Building digital maps is challenging, and maintaining it up to date in an ever-changing world is even more challenging. Various machine learning techniques helps us to detect road signs and changes in real world, and process it to update maps.

The problem presented here is related to a step after detecting a sign on a road. This step has to now identify each road geometry on which this sign is applicable. While sounds like a simple problem, signs in junctions makes this more challenging.
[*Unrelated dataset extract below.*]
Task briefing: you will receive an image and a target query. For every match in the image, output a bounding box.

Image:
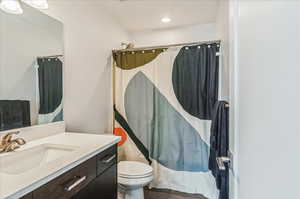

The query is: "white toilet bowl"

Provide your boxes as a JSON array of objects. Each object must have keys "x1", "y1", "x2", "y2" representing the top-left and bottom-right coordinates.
[{"x1": 118, "y1": 161, "x2": 153, "y2": 199}]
For example, given a sign detected on a road from a 4-camera setting on vehicle, the closest sighting of the sign may be in the right facing camera, with a sharp sign angle with respect to the direction of the car on which cameras set is mounted. Next step for updating map using this sign is to identify the exact road on which this sign is to be placed or applied.

On a + junction, when a sign is detected on the right camera, its hard now to tell if this sign is for the straight road, or for the right-side road, unless you consider parameters like sign bounding box aspect ratio.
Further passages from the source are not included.